# Is AquaticLife Dual Lamp T5 HO Freshwater Light Fixture good?



## neueklare_ein (Jan 25, 2012)

*I am looking for a 20" T5 fixture, which is really tough. I found an odyssea one but most people ask me not to go for that...what about this one that I just found: AquaticLife Dual Lamp T5 HO Freshwater Light Fixture - 2 x 18W - 20 in.*


----------



## londonloco (Aug 25, 2005)

Go to catalinaaquarium.com, call them (their number is in the top right hand corner of the website). They will make you a 20" T5HO fixture and customize it to your specs. I would have them put each bulb on it's own cord/switch, add hanging brackets, legs and a shield. This gives you lighting options. The fixtures all come with your choice of bulbs.
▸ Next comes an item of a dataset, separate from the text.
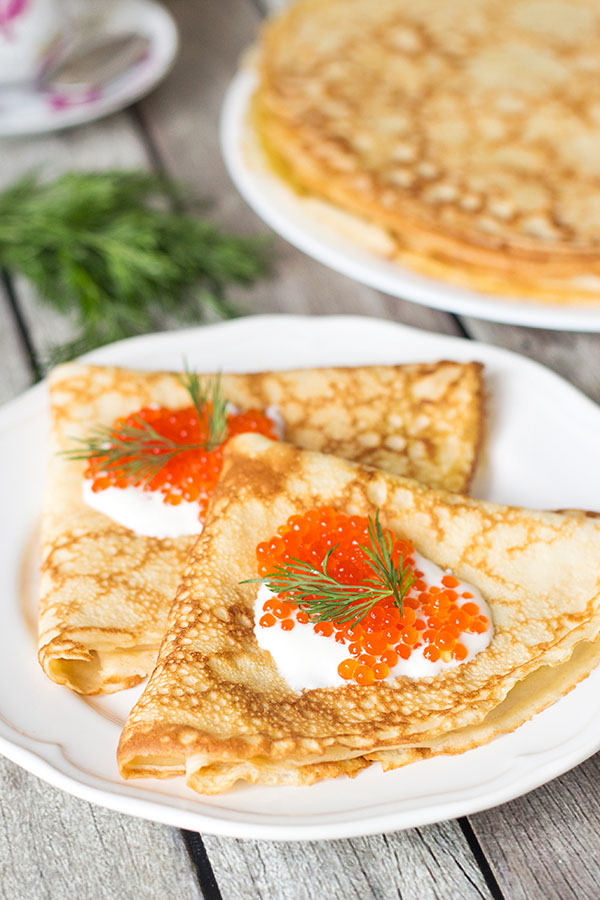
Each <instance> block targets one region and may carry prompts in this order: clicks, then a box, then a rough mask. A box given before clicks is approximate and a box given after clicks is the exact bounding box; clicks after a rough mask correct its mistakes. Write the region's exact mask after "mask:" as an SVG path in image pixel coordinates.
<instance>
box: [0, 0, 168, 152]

I own 4 of their fixtures, can't recommend them enough.


----------



## madness (Jul 31, 2011)

I love the 20" T5 Dual Lamp T5HO fixture from AquaticLife but it is going to be a ton of light on a tank that small.

Not sure what it would cost at Catalina to get them to wire the bulbs so you could only run one at a time (or just to get a one bulb fixture) but it might be worth it.

I have the aquaticlife 20" fixture on a 16G bowfront and it is a TON of light. I ended up having to put in a bunch of floating plants (frogbit) in under to cut the light down to a reasonable level.


----------



## londonloco (Aug 25, 2005)

madness said:


> Not sure what it would cost at Catalina to get them to wire the bulbs so you could only run one at a time (or just to get a one bulb fixture) but it might be worth it.


All my fixtures by them have each bulb on separate cords/switches, cost me 10$ extra per bulb. It's well worth the cost, lighting options is the key.


----------



## smracer31 (Sep 8, 2011)

The aquatic life fixtures have very good reflectors, perhaps i missed it, but what size tank is this going on, and the tanks dimensions?

http://www.plantedtank.net/forums/lighting/105774-par-vs-distance-t5-t12-pc.html


----------



## madness (Jul 31, 2011)

I would categorize the Aquatic Life fixtures as being at the low or maybe medium end of the "high quality individual reflectors" scale.

Sort of entry level for the nice individual reflectors.

For planted tanks that still means that they usually have TOO much light. They don't waste a ton of light but they also don't need to have 99.9% rates or anything anyways.


----------



## neueklare_ein (Jan 25, 2012)

Thank you so much, all of you! 

Actually, I do not plan on owning a bigger tank in any time soon. As far as I know it's kinda hard to get a single strip T5. So, there really are just two options for me: double strip T5 or single strip T8, which I am using now but the light is way too low for my plants...There is a HUGE gap between the light intensity that is given by the two options. Since I am upgrading, I will probably get a double strip T5...I am thinking if I can do some little DIY to lower the light intensity...say, sticking strips of aluminium foil on my glass top? Sounds stupid but is it possible?


----------



## londonloco (Aug 25, 2005)

Your talking lighting options, that's why having each bulb on a separate cord/switch, hanging brackets and legs is so important to me. This way, you have the option to run one light for 4 hours, then the other light for 4 hours, or run one light for 8 hours, and have a mid day burst with the second light only being on 2-3 hours a day. Hanging brackets lets you hang the light in event the light is too low using the legs. If you decide you might want to try a different bio type, odds are you won't have to buy another light fixture. 

Next month I'm changing my 26g bow from lightly planted Tangy tank to a heavily planted tetra tank. My light fixture has all the above options. The only thing I'm going to have to purchase to redo this tank is a few fish and some PFS.


----------



## touch of sky (Nov 1, 2011)

I have an Aquaticlife fixture and it is a good quality light, fairly reasonably priced. You can diffuse the light, if you find it to be too much light by using frosted glass between the light and the tank, or window screening.

If the catalina lights are priced comparably, and you can afford them, then they would give you more options, since the bulbs can have separate cords/switches.


----------



## madness (Jul 31, 2011)

Yeah, if the price was comparable I would recommend getting customized lights from Catalina.

The Aquatic Life are just one of the best 'off the shelf' options.


----------



## IWANNAGOFAST (Jan 14, 2008)

if you want to cut the light down, go to a hardware store and pick up some window screen netting and place that over the light, cuts the light intensity down by 30%


----------



## neueklare_ein (Jan 25, 2012)

To all of you: Thank you so much!


----------



## Pooch (May 2, 2011)

I just saw that Catalina Lights now offers a single bulb t5 hood with a great looking reflector. (Look at the left side of their website under "lighting"

Might be something to look at....


----------



## madness (Jul 31, 2011)

Pooch said:


> I just saw that Catalina Lights now offers a single bulb t5 hood with a great looking reflector. (Look at the left side of their website under "lighting"
> 
> Might be something to look at....


Wow.

That is an awesome option. One I have been waiting for.

http://www.catalinaaquarium.com/store/product_info.php?cPath=71_196&products_id=1834

A single T5HO fixture that doesn't cost 90% as much as a dual bulb fixture.


----------